7 minute read
DOBBERVISSEN OP ZEELT
DE LIFTMETHODE
DOBBERVISSEN OP ZEELT
Advertisement
Het is nog heel vroeg in de ochtend als ik aankom bij het water. Nog in het half donker loop ik naar mijn voorgevoerde stek. De damp komt van het water en mijn aangevoerde plekje lijkt wel te koken. Overal kleine belletjes en plompenblad dat heen en weer wiegt in het water. De zeelten hebben mijn voer overduidelijk gevonden...
De antenne komt uit het water… een zeelt heeft het aas opgepakt.

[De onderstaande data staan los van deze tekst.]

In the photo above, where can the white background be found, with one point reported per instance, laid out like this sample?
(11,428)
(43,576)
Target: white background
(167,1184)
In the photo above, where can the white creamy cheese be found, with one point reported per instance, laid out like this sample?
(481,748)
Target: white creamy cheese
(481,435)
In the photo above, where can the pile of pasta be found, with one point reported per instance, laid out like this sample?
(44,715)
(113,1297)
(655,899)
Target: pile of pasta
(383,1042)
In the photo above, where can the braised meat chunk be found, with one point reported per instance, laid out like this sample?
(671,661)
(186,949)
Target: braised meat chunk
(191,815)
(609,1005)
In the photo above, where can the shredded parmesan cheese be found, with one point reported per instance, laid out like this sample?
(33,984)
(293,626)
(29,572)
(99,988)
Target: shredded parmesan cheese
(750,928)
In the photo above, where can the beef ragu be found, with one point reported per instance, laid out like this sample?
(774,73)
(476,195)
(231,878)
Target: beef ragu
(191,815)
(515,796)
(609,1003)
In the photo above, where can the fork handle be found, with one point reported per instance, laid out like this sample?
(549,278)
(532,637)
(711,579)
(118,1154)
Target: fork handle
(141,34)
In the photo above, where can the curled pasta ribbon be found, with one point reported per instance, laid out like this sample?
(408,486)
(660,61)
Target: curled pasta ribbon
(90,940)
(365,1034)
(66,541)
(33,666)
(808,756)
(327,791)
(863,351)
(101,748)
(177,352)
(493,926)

In alle rust maak ik mijn materiaal klaar en zet mijn stoel neer. De diepte weet ik al; de avond ervoor heb ik gepeild. Voorzichtig laat ik mijn dobber zakken tussen de volop azende zeelten. Het is wel duidelijk dat er meerdere vissen liggen, de dobber beweegt de hele tijd omdat de zeelten tegen mijn lijn aanzwemmen. Plots steek mijn dobber omhoog om vervolgens plat op het water te gaan liggen. Meteen zet ik de haak! Onder water schieten de azende zeelten alle kanten op, een enorm bellenspoor achterlatend. De vis die ik heb gehaakt probeert uit alle macht de veiligheid van de plompen te bereiken. Wat een kracht! Mijn hengel kraakt in zijn voegen en de lijn zingt. Ik kan geen centimeter lijn geven anders zwemt ze zich volledig vast. Gelukkig ziet ze in dat dit niet werkt en probeert naar het diepere, open water te vluchten. Ik laat mijn duim iets van de spoel af zodat de vis lijn kan nemen en mijn centrepin laat zingen. Na een paar runs heb ik de vis eindelijk onder controle en kan ik haar scheppen. Wat een mooie vis uit dit heldere, plantenrijke water. Diep groen en de kleine rode oogjes kijken me verwonderd aan. Voorzichtig onthaak ik haar en na een foto mag ze weer terug in haar element.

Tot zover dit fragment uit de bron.